Früher musste er nach dem harten, umfangreichen Training auf dem Wasser und an Land in den Wettkämpfen liefern. Das steht ihm als angehender Mediziner nach dem zweiten Staatsexamen in praktischen Einheiten im Krankenhaus bevor. Ein Jahr wird er Patienten mit behandeln und dabei geprüft, ehe im Anschluss das dritte und abschließende Staatsexamen ansteht. Ob ihm die Gewohnheit durch seine sehr kleinteilig getaktete Sportkarriere im Gegensatz zu anderen hilft, könne er jedoch nicht wirklich einschätzen. Johannes Weißenfeld freut sich nun sehr auf die neuen Aufgaben: „Ich bin motiviert bis in die Haarspitzen.“
Zumal er für den Blick hinter die Kulissen einiges aus seinem Sport mitnehmen kann. Etwa was die Bereiche Physiologie oder Regeneration betrifft. Er muss als ehemaliger Hochleistungssportler seinen Körper langsam abtrainieren, was ihm aus wissenschaftlicher Sicht klar ist. Darin ergibt sich für ihn also von beiden Seiten aus ein Vorteil. „Es gibt aber keinen Goldstandard, der gesunde Menschenverstand ist dabei gefragt“, so der 28-Jährige, der zwischendurch auch mal zwei Wochen durch eine Corona-Infektion seine Sporteinheiten unterbrechen musste. „Dabei hat sich mein Körper unwohl gefühlt. Durch die Bewegung danach ging es mir sofort wieder besser. Ich schaue, dass ich möglichst langsam das Pensum reduziere. Ich muss und werde weiterhin die Pumpe und die Muskulatur trainieren. Das ist generell bis zum Lebensende am gesündesten“, weiß der Medizinstudent. Aber genauso: „Es ist im Arbeitsleben natürlich oft schwierig, beides miteinander zu kombinieren.“
Neben Fahrradfahren und Krafttraining hat der Sportler seit kurzer Zeit Cross-Fit als neues Hobby für sich entdeckt. Johannes Weißenfeld ist klar geworden, inwiefern sportliche Werte ihm mit Blick auf die nächsten Aufgaben im Beruf helfen können. „Ich habe mein halbes Leben lang Teamsport betrieben. Dabei musste ich mich erst einmal individuell zeigen und gegen andere Ruderer durchsetzen, um die begehrten Plätze im Boot zu erhalten“, blickt er zurück. Dann aber zogen die Sportler im Achter alle an einem Strang, anders wäre kein Erfolg möglich. „Den Schalter umzulegen, ist manchmal nicht so einfach. Man muss kollegial miteinander umgehen, auch wenn man weiter auf sich selbst schauen muss.“
Im Job sei es ähnlich, Mediziner können nur gemeinsam mit Pflegekräften und und anderen Ärzten ein vernünftiges Ergebnis erreichen. „So kann ich die Werte weiterleben, die ich gelernt habe und werde dies auch tun“, betont Johannes Weißenfeld, der zu 100 Prozent hinter seiner Entscheidung steht, das Ruder beiseite zu legen – trotz Optionen, weitere Erfolge einzuheimsen. Er gibt aber zu: „Man überlegt zwischendurch schon, ob man bei den aktuellen Ruderern noch mithalten oder weitere Fortschritte machen könnte.“
Dadurch, dass er einen weiteren Lebensplan hatte, ist der bodenständige Typ auch nicht ein Loch gefallen, wie es manchen Ex-Leistungssportlern schon mal passiert. Denn er war direkt an anderer Stelle gefordert und hatte daher einen einfachen Übergang in seine neue Lebensphase.

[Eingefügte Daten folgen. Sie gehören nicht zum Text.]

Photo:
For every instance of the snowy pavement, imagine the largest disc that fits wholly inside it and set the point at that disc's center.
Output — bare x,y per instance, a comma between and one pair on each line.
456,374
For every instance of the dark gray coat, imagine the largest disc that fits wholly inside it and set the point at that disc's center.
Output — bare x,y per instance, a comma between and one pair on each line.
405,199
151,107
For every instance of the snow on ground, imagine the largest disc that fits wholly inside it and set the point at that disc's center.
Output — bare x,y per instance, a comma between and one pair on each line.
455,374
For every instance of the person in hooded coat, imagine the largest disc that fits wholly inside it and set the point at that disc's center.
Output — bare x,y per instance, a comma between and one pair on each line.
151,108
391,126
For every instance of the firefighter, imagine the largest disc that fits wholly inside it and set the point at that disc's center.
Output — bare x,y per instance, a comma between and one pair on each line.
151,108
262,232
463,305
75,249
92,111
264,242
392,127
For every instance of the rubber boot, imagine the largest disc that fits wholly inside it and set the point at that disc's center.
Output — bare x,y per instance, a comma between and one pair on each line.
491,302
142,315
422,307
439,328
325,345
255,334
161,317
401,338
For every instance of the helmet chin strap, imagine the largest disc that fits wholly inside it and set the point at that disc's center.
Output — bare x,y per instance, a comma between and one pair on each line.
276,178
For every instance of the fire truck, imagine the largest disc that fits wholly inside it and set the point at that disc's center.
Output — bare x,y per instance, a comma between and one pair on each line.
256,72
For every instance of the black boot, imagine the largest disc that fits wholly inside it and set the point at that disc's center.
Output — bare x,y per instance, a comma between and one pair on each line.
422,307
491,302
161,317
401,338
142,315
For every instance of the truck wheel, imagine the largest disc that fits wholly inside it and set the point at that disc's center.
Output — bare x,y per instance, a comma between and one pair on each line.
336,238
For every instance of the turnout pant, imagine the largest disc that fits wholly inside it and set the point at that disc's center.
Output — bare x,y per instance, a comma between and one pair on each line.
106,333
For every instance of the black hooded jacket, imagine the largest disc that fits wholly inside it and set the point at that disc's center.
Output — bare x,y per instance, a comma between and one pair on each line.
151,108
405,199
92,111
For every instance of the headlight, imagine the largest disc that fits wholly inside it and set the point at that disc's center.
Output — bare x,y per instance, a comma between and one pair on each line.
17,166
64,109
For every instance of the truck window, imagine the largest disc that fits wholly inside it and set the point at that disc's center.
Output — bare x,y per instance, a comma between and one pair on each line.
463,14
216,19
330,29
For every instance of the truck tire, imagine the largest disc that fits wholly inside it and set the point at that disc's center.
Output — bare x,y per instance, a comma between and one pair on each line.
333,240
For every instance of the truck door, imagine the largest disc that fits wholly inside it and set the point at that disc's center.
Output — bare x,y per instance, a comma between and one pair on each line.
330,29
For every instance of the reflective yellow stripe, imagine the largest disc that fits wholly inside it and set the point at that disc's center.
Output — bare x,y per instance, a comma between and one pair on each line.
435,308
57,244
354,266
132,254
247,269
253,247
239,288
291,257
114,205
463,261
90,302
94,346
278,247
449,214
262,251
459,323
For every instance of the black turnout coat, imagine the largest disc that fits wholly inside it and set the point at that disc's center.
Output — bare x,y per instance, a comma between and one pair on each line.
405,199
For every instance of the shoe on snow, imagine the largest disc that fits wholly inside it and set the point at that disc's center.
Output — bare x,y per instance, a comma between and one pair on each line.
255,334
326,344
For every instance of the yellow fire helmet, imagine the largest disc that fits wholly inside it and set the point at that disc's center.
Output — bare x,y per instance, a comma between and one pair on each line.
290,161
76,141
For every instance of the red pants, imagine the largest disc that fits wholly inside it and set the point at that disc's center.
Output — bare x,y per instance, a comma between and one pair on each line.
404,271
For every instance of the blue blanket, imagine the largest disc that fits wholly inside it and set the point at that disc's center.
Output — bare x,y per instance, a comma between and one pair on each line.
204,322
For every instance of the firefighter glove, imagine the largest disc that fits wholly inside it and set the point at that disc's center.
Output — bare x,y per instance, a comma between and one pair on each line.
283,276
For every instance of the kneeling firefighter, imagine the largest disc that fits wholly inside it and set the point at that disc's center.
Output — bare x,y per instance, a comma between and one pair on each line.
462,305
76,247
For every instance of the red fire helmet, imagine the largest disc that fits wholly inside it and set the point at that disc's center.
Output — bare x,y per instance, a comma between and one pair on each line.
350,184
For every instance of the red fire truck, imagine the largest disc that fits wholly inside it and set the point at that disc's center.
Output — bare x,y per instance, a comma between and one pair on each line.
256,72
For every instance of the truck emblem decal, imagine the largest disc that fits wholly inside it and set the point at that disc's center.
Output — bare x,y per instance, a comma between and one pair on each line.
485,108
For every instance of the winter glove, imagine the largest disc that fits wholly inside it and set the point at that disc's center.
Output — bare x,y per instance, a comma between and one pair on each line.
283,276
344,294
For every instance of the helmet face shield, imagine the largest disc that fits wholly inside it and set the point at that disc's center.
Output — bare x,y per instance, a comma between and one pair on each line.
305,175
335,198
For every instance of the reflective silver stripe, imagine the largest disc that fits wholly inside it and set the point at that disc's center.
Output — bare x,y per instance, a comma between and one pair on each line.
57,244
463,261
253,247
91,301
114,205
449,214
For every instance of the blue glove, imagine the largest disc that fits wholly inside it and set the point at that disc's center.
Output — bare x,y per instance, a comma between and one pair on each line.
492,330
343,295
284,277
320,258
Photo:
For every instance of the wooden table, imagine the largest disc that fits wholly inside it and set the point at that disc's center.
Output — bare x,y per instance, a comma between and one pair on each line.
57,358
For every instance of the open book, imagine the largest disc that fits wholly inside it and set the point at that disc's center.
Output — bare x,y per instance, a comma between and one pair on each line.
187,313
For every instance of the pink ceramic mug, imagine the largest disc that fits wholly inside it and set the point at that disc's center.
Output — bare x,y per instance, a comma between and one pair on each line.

In der wird er das Rudern nicht ganz aus den Augen lassen. Er schaute auch mal bei seinem Heimatverein RC Westfalen vorbei, bei dem er früher das Kindertraining unterstützte. Bislang sei er noch nicht angesprochen worden, ob er demnächst als Trainer mit einsteigen könne. Aktuell sei es zeitlich nicht möglich. Grundsätzlich vorstellen kann sich er sich das aber. An einem großen Stützpunkt wie in Dortmund eher nicht. Aber junge Sportler auf ihrem Weg nach oben zu unterstützen, das schon: „Ich möchte es auch vernünftig machen, wenn es dazu kommen sollte“, betont Johannes Weißenfeld – und wäre seiner Passion weiterhin als Respektsperson verbunden.